Headaches are a very common ailment, as are migraines, a more serious type of headache that can have symptoms other than just pain. Many people treat headaches and migraines with over-the-counter medications, but sometimes these don’t provide sufficient relief – especially if you’re suffering from chronic migraines, a condition that can be debilitating. Could alternative therapies such as medical cannabis help?
What Are Headaches and Migraines?
At a basic level, a headache is pain felt anywhere in your head. Headaches have two classifications: primary and secondary. Primary headaches have a direct cause, such as dehydration or exposure to bright lights. Secondary headaches are caused by an underlying medical condition like a neck injury or the common cold.
There are many types of primary and secondary headaches, all with varying severity of symptoms. The most common types of headaches are cluster and tension headaches, which you may feel on one or both sides of your head. You can usually treat a mild headache with simple and non-prescription treatments, such as rest or drinking water.
A migraine is a severe type of headache usually on one side of the head and can cause symptoms such as nausea, light sensitivity and throbbing pain. Some people struggle with migraines daily or weekly, while others experience them once or twice a year and some will never have one at all. Women generally experience more migraines than men, which may be due to fluctuating hormone levels.
Can You Use Medical Cannabis For Headaches?
The research on using medical cannabis to treat headaches is still in its infancy. However, some studies have shown promising preliminary results. There’s also some evidence to suggest that medical cannabis may help manage your intake of traditional headache medications, which can be harmful if overused.
One study focused on Nabilone – a medication that mimics THC’s effects – and people experiencing medication overuse headache (MOH). MOH can occur in people taking large amounts of common painkillers such as paracetamol. Researchers found that Nabilone’s potential pain-relieving effect may be an effective way to help people reduce their intake of painkillers, and in doing so reduce MOH symptoms.
The study noted that Nabilone was more effective at reducing the intensity of headaches rather than the frequency, but this may have been due to the study’s short time frame.
Headaches can be difficult to manage, especially if traditional medications start to lose their effectiveness or create their own difficulties. Alternative therapies such as medical cannabis may be another way to help manage headaches.
Can You Use Medical Cannabis to Manage Migraines?
The research on medical cannabis and migraines is still in its early stages, but there have been some positive results.
One study used a medical cannabis app called Strainprint to track user reports on how medical cannabis affected their migraines. The study found that medical cannabis may be effective – the results showed a nearly 50% decrease in migraine severity over a large sample size.
There were a few caveats: the study found that the participants experienced less reduction in symptoms as time went on. This suggests a tolerance may develop for any pain-relief that cannabis may have for migraines
Another recent study on migraines found similar results with medical cannabis, also noting the decrease in migraine intensity rather than frequency. In this study, however, the decrease in pain was modest.
A 2016 study on medical marijuana and migraines in adults found that using medical cannabis caused an overall decrease in migraines per month. The study also found that inhaling cannabis caused fewer side effects for the participants than consuming edibles. The study concluded that further research should be done to determine the best delivery method and dose for those using medical cannabis for migraines.
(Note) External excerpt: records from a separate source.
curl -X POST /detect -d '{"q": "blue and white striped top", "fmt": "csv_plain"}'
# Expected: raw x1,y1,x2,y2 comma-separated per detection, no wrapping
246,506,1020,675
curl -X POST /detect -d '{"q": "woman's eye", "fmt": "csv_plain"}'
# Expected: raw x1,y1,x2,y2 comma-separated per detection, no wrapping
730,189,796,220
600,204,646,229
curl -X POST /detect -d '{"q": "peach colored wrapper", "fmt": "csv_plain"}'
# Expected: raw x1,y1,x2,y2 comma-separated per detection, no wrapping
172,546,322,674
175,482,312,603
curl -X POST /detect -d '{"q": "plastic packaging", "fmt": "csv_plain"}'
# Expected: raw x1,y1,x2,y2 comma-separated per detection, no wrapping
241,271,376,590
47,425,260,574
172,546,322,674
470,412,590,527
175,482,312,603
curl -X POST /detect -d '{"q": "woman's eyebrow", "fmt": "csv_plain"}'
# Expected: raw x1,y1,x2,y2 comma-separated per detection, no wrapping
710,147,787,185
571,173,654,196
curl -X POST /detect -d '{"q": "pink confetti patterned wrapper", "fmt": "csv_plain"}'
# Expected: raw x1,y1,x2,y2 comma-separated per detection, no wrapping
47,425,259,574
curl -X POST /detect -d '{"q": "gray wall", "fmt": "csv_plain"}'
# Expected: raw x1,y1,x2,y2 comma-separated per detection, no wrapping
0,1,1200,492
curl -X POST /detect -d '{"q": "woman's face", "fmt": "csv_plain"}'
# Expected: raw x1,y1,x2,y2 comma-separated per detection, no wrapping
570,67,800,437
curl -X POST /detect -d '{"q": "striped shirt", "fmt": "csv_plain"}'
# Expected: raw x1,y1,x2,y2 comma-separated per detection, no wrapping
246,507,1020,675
Migraines can be very difficult to manage, but there are treatment options to go over with your doctor. Medical cannabis may potentially reduce migraine severity, but further clinical trials are needed.
Can Medical Cannabis Cause Headaches?
While medical cannabis can potentially treat headaches, it may also cause them. Headaches from cannabis use may be related to cannabis withdrawal syndrome. Withdrawal may occur from overuse of cannabis, so make sure to speak to your doctor about proper dosage.
While medical cannabis can potentially treat medication overuse headaches, some studies have found that it may also trigger them. This study on people experiencing chronic migraines and medication overuse headaches found that their cannabis use may be associated with headaches.
An important difference is that the participant’s cannabis use in this study was not monitored, unlike other studies that have found potential benefits for synthetic cannabis extracts and headaches.
Much like regular headaches, headaches brought on by cannabis use can have simple remedies such as rest, drinking water and ceasing cannabis use. If these remedies don't work, you may want to speak to a doctor.
Living With Headaches and Migraines
The research around medical cannabis for headaches and migraines, while still in its early stages, is encouraging. Like any medication, it's important to follow your prescribed dosage, as medical cannabis may cause headaches as well as having the potential to manage them.
Living with chronic pain of any kind can be debilitating – the best course of action if headaches are impacting your quality of life is to see your doctor and discuss treatment options.